Et si Dieu se cachait dans l’entreprise ?

Jeudi 31 mai 2018, une soixantaine d’entrepreneurs et dirigeants chrétiens de l’Hérault se sont retrouvés à Montpellier, au Centre dominicain Lacordaire, pour explorer les liens entre la foi et entrepreneuriat. Titre de la soirée : Quelle foi pour entreprendre ? Ils répondaient à l’invitation de Franck Lespinasse, président des Entrepreneurs et Dirigeants Chrétiens (EDC) pour la région Languedoc-Roussillon. Les EDC, ce sont 330 équipes principalement en France, qui se réunissent une fois par mois pour échanger sur leurs pratiques professionnelles, dans un espace de confiance et de fraternité qui favorise la parole et la prière, de manière œcuménique, en présence d’un conseiller spirituel, prêtre ou pasteur. Leur philosophie consiste à regarder le monde avec les yeux émerveillés car quelque chose nous a été donné qui nous incite à être acteurs dans ce monde.

Pour nourrir les dialogues, trois entrepreneurs ont été invités à s’exprimer sur leur façon d’aborder le monde de l’entreprise en tant que croyant. Un Directeur général ayant exercé ses responsabilités dans de grands groupes agro-alimentaires ouvre ce temps de témoignage en déclarant que la foi n’a pas été un élément structurant dans sa carrière, considérant que le moteur principal a été le plaisir. La foi et le plaisir ne semblent donc pas faire bon ménage dans l’esprit de ce jeune retraité au naturel joyeux. Si la foi n’a pas joué de rôle dans sa vie professionnelle, il reconnaît que l’éthique chrétienne a certainement tenu un rôle. Selon lui, les véritables moteurs, les éléments essentiels dans son parcours professionnel ont été :

  • L’ambition qui lui a permis de se réaliser dans différents domaines (professionnel, familial…)
  • la culture d’entreprise
  • La variété des missions et des pays
  • Les équipes de personnes plus compétentes que lui
  • la foi dans l’avenir, avoir envie de transmettre, un esprit d’ouverture

La deuxième personne à prendre la parole est dans le milieu start-up : elle développe un logiciel. Pour elle aussi le plaisir est le premier aspect dont elle parle, ajoutant qu’elle se fixe comme critère de maintien dans un poste la possibilité de continuer à apprendre quelque chose  – autrement dit, pas de place à l’ennui. Cela se traduit par l’idée de gagner des combats avec des valeurs personnelles qu’elle identifie comme étant issues de la foi chrétienne. Par exemple, elle s’accorde un droit à l’échec, considérant que perdre ne signifie pas être touché dans son être. La foi n’est pas explicitement mentionnée, mais abordée par l’histoire de ses parents et plus particulièrement de sa mère qui priait tandis que son père était aux affaires, ce qu’elle schématise par les expressions anglaises « back office » pour sa mère et « front office » pour son père.
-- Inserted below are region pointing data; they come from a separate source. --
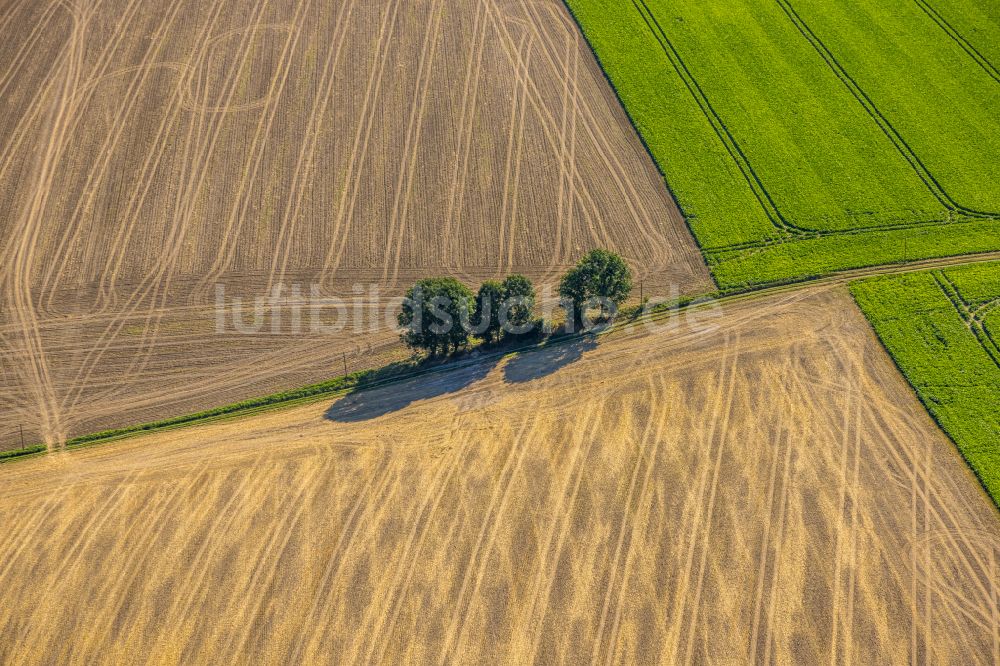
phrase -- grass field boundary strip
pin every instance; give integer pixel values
(732, 146)
(393, 373)
(971, 50)
(398, 371)
(22, 453)
(964, 311)
(883, 123)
Enfin, un avocat fiscaliste fait un retour sur ses vingt-cinq ans d’activité et constate qu’il a décidé de sortir du ronronnement et du confort d’un « gros cabinet d’avocats » pour une activité libérale, au fond d’une église où il était allé méditer. C’est dans ce cadre qu’il s’est senti conforté dans sa légitimité à faire ce choix après avoir fait le travail nécessaire pour mieux se connaître. A travers des épisodes bibliques particulièrement appréciés dans sa famille (le riche collecteur d’impôt, la parabole du semeur, les deux chemins), il prend conscience d’une caractéristique familiale qu’il adopte et qui consiste à fuir la facilité et à rechercher la difficulté. Selon lui, on se révèle face aux obstacles. Pour lui, la foi consiste à donner de l’amour autour de soi, dans une dynamique de redistribution. Lui aussi prend l’exemple parental pour évoquer un engagement caritatif qui pourrait l’inspirer à son tour. Mais il ne considère pas que ce soit dans le cadre de son travail que la foi puisse vraiment s’exprimer, sinon comme « boussole » ou comme « cadre », ce qui lui permet d’être attentif au choix des clients et de résister aussi bien aux intimidations qu’aux tentations.
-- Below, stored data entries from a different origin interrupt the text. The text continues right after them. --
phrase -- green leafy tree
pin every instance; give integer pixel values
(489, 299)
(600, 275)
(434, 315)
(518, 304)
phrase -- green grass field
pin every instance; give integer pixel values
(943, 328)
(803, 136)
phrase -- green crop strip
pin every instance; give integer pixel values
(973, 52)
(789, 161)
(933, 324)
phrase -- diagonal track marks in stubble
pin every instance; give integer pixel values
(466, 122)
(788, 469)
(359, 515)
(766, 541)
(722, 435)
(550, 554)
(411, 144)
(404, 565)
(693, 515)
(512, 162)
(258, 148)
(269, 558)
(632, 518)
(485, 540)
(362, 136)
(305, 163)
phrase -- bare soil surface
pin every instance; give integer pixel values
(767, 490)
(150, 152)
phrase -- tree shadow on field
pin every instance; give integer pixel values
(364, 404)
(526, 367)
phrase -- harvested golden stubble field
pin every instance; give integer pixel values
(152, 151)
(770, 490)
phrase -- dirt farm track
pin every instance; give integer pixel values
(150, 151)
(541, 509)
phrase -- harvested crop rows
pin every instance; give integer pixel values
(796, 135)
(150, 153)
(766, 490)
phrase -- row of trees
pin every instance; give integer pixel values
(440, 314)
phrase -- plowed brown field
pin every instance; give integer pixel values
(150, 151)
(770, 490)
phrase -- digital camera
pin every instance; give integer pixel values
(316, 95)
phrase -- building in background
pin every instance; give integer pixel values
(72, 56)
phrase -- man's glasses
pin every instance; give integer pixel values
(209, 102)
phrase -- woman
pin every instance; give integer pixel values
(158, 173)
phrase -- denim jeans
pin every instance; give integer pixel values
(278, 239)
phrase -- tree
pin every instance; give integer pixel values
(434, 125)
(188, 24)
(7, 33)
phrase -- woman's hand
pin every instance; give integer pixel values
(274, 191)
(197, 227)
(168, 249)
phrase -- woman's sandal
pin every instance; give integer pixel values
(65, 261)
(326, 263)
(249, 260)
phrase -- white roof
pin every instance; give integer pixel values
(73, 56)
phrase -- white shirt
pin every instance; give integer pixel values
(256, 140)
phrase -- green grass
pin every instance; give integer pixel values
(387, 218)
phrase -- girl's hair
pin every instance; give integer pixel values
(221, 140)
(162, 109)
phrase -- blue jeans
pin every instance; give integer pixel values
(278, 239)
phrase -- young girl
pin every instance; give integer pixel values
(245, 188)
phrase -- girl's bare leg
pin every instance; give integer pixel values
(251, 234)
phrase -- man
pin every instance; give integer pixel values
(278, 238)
La foi, parent pauvre du monde de l’entreprise ?

Au moment où le dialogue s’engage avec la salle, la foi a été la grande absente de la soirée. Soit elle a été explicitement mise de côté (quoiqu’il fût brièvement question de « foi dans l’avenir »), soit elle a été sous entendue derrière les valeurs chrétiennes qui peuvent participer à la conduite d’entreprise (mais la résistance à la corruption n’est pas toujours couronnée de succès pour autant), soit elle a été confinée à la pratique religieuse de la prière hors cadre professionnel ou à l’aspect caritatif d’un engagement associatif parallèle. Qu’il est difficile de considérer la foi comme un élément constitutif de la vie professionnelle.
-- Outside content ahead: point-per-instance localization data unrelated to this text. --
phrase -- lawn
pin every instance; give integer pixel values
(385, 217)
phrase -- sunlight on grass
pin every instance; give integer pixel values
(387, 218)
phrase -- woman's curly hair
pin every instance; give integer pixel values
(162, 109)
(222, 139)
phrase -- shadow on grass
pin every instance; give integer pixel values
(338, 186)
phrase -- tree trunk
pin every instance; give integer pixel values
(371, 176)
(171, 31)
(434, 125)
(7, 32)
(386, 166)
Pourtant, les échanges qui suivent indiquent qu’il n’y a pas un fossé insurmontable entre la foi et le monde de l’entreprise. Le fossé le plus grand est d’abord entre les personnes et le langage de la foi. Qu’il est difficile, en fait, de parler de la foi, de pouvoir en rendre compte, d’exprimer ce qu’elle est. Le plus grand des fossés n’est pas entre les questions spirituelles et la vie quotidienne, mais entre la spiritualité et chaque personne qui n’a pas repensé sérieusement la foi depuis le catéchisme de son enfance voire de son adolescence. C’est ce qui explique probablement qu’il ait été question de valeurs plutôt que de foi.

travailler pour plus que nous afin de gagner plus que de l’argent

Mais revenons aux différents discours. Et commençons par la mention de l’ambition qui pourrait paraître pour diamétralement opposée à la foi chrétienne. L’ambition n’est-elle pas une autre manière de parler de la foi, justement ? Souvenons-nous, avec le théologien protestant Schleiermacher que la foi est intuition de l’infini, intuition de l’universel. La foi est notre adhésion à la transcendance, à ce qui nous dépasse, à ce qui nous traverse et nous porte en avant. Les théologiens nord-américains qui ont développé la théologie du Process parlent de Dieu comme de ce qui nous attire vers l’avenir. Répondre oui à cet appel à la vie telle qu’en parlent les évangiles, c’est cela la foi. Et c’est aussi cela, l’ambition : ne pas se satisfaire de ce qui est là, ne pas se contenter de ce qui est disponible, mais éprouver le sentiment qu’il y a plus à espérer, plus à imaginer, plus à entreprendre. C’est une transcendance qui ne se dit pas, du moins pas dans les termes que la théologie donne à la religion pour exprimer sa raison d’être.

Et la foi en l’avenir, n’est-ce pas l’autre nom de l’espérance, comme le fit remarquer le pasteur Luc-Olivier Bosset ? Et dans d’autres registres, l’intelligence collective, n’est-ce pas l’autre nom du travail de l’Esprit saint. Et le droit à l’erreur qui est invoqué, n’est-ce pas une manière concrète de parler du pardon qui est lui-même articulé à la grâce.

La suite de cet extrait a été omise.